My work has been developed from many years fighting for quality education, after completing the University of São Paulo’s Letras course (Literature and Languages, Humanities), with a Bachelor’s degree (2007-2012). While my academic production is something I value, my experiences online have built a certain range of opinions and feelings not to be ignored, which are constantly disputed when faced with realities at home and my “real life”, so to speak.
The fact that this blog is free should be able to give me a place in any conference for English teaching professionals in the world. It absolutely does not. Along with the music, also available for free, and many of my contributions on Twitter for public discussions of all kinds (I believe that’s not an exaggeration), the need to say where my content comes from seems almost paired with blatant dihonesty. We don’t have to talk about surveillance if we’re forcing a discussion on intellectual property. These, arguably, are mutually exclusive in many contexts. That being said, all links in the blogs contain reference, often more detailed, eventually not detailed at all, on the themes discussed.
I believe, with Kress, that literacy is a set of skills that involves knowing what formats of media we consume, which doesn’t necessarily restrict itself to text and speech, as traditional Linguistics explored for decades, with limitations. Today, programs to correct your writing and artificial intelligence to recognize your voice are used by big corporations, but few seem to realize the demand for explaining the content we’re dealing with is actually higher, for the simple fact that production intensified.

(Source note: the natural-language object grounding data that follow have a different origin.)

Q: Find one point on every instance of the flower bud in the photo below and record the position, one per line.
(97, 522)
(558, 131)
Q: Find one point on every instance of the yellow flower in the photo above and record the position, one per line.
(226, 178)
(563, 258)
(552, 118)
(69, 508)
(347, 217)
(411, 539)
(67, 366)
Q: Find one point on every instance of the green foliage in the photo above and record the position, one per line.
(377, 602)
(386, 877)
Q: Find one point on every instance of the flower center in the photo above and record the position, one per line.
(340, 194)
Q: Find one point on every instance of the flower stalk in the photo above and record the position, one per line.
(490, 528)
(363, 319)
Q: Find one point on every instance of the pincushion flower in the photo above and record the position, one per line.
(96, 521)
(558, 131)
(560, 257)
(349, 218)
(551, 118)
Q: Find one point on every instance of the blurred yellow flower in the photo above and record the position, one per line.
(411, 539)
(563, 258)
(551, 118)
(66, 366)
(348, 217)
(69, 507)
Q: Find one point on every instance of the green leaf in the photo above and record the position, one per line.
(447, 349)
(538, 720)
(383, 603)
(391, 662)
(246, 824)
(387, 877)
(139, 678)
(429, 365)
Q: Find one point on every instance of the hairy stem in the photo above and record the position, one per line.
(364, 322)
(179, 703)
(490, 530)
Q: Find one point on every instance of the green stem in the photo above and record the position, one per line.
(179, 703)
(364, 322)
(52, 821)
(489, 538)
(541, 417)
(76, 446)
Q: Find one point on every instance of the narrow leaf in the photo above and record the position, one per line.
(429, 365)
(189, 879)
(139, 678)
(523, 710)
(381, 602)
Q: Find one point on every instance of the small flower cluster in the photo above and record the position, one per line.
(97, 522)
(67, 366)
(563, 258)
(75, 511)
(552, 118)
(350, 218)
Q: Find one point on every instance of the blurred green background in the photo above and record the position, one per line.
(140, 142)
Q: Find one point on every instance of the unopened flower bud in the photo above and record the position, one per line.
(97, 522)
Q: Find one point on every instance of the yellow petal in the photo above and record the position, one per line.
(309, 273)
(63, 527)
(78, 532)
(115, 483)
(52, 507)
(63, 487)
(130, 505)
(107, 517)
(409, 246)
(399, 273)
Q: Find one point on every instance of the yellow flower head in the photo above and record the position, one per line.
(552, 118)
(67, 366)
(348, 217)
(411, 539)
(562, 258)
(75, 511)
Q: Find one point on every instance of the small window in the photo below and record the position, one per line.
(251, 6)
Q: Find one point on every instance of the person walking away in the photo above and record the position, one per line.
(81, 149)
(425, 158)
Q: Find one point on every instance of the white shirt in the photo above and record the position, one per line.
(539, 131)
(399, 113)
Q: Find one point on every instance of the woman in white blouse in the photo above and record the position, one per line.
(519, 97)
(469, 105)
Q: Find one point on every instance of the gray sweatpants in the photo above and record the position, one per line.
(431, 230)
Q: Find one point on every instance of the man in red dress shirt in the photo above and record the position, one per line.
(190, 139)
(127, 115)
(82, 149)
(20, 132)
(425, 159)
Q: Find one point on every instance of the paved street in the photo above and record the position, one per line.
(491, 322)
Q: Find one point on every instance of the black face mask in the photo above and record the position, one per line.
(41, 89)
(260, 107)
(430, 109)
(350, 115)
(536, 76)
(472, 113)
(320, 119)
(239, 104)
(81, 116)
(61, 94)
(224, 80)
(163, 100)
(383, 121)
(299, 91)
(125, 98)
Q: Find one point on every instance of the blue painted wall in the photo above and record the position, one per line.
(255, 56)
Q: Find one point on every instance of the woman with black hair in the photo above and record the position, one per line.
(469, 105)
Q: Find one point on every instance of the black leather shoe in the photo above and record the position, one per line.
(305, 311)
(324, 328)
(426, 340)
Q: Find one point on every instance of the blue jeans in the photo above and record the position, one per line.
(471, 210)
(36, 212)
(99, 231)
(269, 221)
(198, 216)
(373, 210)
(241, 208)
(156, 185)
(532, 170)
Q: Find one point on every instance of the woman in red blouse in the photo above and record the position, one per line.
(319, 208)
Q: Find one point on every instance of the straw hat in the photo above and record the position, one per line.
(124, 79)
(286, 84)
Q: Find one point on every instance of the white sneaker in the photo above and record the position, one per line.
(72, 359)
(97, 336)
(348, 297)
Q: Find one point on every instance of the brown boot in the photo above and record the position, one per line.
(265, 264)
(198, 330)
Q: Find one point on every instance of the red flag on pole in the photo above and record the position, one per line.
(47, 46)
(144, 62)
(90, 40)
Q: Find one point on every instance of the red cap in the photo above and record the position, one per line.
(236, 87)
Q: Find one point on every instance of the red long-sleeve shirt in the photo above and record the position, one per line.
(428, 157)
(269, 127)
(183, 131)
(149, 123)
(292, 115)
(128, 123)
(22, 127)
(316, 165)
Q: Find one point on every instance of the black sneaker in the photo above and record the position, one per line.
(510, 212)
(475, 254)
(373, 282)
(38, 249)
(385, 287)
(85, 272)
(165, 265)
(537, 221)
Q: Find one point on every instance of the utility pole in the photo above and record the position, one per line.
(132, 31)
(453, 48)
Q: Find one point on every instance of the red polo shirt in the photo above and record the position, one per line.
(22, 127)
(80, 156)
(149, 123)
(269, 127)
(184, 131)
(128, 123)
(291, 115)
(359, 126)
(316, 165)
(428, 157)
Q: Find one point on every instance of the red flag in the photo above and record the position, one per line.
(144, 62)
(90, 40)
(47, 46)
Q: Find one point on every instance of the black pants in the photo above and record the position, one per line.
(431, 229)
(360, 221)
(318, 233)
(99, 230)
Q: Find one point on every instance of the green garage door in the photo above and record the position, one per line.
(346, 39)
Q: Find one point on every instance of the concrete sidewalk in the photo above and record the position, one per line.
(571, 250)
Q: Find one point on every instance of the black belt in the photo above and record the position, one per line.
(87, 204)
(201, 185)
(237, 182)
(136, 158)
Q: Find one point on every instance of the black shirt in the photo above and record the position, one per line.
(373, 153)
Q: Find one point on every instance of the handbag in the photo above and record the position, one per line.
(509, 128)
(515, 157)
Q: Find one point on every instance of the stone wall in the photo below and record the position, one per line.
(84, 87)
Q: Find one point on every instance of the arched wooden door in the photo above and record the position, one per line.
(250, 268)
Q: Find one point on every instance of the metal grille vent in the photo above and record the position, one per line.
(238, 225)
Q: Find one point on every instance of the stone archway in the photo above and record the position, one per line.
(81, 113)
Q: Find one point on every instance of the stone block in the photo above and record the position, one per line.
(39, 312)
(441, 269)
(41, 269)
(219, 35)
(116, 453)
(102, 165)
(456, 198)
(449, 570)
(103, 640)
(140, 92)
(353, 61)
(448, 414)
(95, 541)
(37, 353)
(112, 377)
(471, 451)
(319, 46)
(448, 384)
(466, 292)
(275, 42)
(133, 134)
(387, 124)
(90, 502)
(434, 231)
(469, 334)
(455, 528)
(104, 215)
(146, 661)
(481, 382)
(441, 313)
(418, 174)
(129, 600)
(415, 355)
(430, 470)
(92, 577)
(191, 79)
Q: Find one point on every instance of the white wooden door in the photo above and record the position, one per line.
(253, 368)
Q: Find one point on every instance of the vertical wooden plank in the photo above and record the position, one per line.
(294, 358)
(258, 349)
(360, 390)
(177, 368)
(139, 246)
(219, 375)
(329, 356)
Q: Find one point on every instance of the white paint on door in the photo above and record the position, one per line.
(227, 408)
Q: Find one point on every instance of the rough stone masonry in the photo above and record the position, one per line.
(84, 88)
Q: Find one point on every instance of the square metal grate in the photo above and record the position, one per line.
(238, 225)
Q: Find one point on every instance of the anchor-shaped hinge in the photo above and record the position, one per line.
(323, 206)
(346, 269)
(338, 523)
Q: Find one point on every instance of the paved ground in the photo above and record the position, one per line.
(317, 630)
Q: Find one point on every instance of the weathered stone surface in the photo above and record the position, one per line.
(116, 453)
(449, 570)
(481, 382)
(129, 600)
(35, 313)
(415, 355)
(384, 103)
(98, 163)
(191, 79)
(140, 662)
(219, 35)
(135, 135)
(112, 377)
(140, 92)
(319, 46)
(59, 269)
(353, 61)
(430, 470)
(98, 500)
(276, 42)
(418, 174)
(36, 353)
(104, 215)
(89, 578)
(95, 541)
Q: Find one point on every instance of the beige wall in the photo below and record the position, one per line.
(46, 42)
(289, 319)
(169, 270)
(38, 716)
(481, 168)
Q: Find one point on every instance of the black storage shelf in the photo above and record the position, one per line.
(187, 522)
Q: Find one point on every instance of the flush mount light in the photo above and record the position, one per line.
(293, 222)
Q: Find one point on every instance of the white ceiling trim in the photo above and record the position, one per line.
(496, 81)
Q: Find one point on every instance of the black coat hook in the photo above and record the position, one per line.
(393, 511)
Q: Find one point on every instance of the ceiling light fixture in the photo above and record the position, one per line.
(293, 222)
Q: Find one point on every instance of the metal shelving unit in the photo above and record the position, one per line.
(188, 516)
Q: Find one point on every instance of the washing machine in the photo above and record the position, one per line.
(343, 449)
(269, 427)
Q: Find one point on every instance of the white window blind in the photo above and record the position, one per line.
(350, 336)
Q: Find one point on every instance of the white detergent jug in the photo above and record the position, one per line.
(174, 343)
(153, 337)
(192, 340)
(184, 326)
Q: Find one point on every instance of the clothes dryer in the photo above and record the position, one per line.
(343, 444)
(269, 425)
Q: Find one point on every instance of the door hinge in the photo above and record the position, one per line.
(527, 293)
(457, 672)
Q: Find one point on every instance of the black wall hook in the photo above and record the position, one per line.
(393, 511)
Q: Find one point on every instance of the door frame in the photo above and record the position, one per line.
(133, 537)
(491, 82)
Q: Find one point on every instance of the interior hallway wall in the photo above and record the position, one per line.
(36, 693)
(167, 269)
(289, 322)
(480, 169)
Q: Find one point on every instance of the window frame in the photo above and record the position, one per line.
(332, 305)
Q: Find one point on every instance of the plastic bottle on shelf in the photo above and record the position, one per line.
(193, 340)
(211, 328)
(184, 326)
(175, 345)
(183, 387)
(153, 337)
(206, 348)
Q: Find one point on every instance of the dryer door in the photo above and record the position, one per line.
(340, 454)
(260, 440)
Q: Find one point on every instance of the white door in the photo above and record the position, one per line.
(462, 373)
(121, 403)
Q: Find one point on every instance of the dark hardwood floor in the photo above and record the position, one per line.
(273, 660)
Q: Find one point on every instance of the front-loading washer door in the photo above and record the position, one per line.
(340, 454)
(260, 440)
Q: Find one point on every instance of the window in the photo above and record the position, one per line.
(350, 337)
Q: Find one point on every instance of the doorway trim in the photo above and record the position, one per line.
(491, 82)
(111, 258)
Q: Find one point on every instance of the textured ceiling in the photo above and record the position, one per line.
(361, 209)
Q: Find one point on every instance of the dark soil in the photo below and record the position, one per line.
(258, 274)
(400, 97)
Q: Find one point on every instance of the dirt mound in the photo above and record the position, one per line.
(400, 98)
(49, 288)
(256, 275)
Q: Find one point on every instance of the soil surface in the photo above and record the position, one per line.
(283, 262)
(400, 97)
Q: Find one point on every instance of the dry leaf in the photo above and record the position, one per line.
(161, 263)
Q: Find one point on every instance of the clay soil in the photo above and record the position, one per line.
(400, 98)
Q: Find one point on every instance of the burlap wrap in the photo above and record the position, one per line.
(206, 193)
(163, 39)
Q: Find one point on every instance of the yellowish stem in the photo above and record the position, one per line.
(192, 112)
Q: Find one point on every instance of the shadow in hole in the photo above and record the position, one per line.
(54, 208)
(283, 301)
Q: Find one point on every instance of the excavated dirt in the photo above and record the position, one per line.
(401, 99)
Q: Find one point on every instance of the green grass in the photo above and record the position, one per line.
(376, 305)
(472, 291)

A sociolinguistic approach to learning is one that deals with technology and browsing with criteria that should make readers, watchers, website and app visitors and people who interact with the channels linked here, all of them able to assess what’s important and what’s not, according to them. Knowing about media vehicles is considered an important aspect of learning, and so they are linked for a purpose, which is never to “steal” the debate or to miscredit or discredit any informational source, but contains commentary and is often challenging.
As for the images, most of them are taken from free image banks using Creative Commons (there are slight differences), and their use is simply for design purposes, as well as educating people on media literacy. Language is sometimes explicit, but that comes from an understanding of data analysis and culture that does not exclude explicit materials and language from the average person’s life. Approaching these issues in classes is always a moderation effort, and it’s been successful so far in bringing people awareness of what the future of the web might look like, and what we need to act on right now.